Hugging Face / Beijing Zhongguancun Academy / TIGEM
An open autoregressive genomic foundation model (0.5B–8B params) with a 6-mer DNA tokenizer, matching Evo2-7B win rates at far higher throughput.
Carbon (the Carbon Genomic Foundation Model) is an open autoregressive DNA foundation model released in 2026 through a collaboration between Hugging Face, the Zhongguancun Academy in Beijing, and TIGEM (Telethon Institute of Genetics and Medicine) at Università di Napoli Federico II. It is built to model genomic sequence at scale while remaining fully open — model weights, training and inference code, the training corpus, and a technical report are all released under Apache 2.0.
Carbon enters a landscape defined by large genomic models such as Evo 2, and positions itself explicitly as an efficient, fully reproducible alternative. Where many high-performing genomic models rely on specialized hybrid architectures or single-nucleotide tokenization, Carbon takes a deliberately conventional decoder-only transformer and pairs it with a 6-mer DNA tokenizer that compresses sequence aggressively. The result is a model family that matches the zero-shot quality of larger systems while running at dramatically higher throughput — the 3B variant reportedly matches the win rate of Evo2-7B at roughly 275x the throughput, and can score the entire human genome on a single GPU in under two days.

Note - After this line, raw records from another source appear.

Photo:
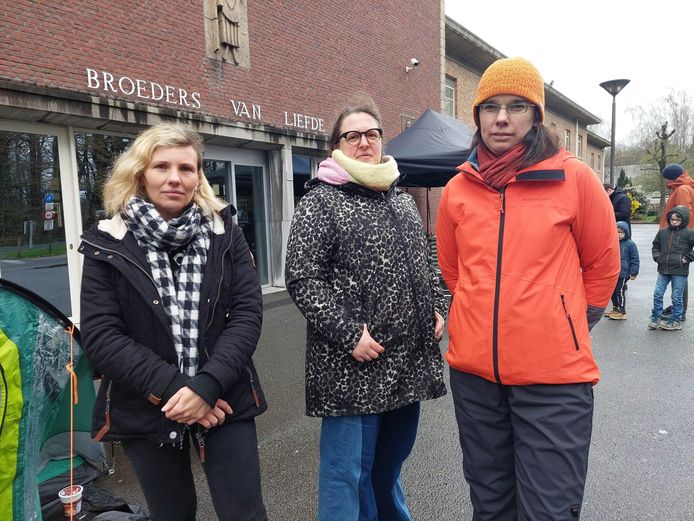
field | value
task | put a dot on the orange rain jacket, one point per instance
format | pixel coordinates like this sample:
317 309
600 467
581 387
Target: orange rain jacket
682 195
522 265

The family ships in three sizes: Carbon-500M (a 0.5B draft model intended for speculative decoding), Carbon-3B (the 3B flagship), and Carbon-8B (the 8B largest variant). All are trained without task-specific labels, learning genomic structure directly from a curated, annotation-aware mixture of sequence data.
<dna> tag. The 6-mer scheme compresses DNA roughly 6x and cuts attention cost by up to 36x.Carbon is a decoder-only autoregressive transformer trained on approximately 1 trillion tokens (~6 trillion DNA base pairs) drawn from the Carbon Pretraining Corpus. The corpus is an annotation-aware mixture: eukaryotic functional genomic regions from RefSeq, spliced mRNA transcripts from OpenGenome2, and roughly 10% prokaryotic genomes from GTDB v220 and IMG/PR. Training emphasizes functional regions over genome background. Two training-time innovations support the coarse tokenizer: a Factorized Nucleotide Supervision (FNS) loss that grants partial credit for near-miss 6-mer predictions, and a base-level inference scheme that marginalizes over tokens to produce per-base probabilities for scoring and generation.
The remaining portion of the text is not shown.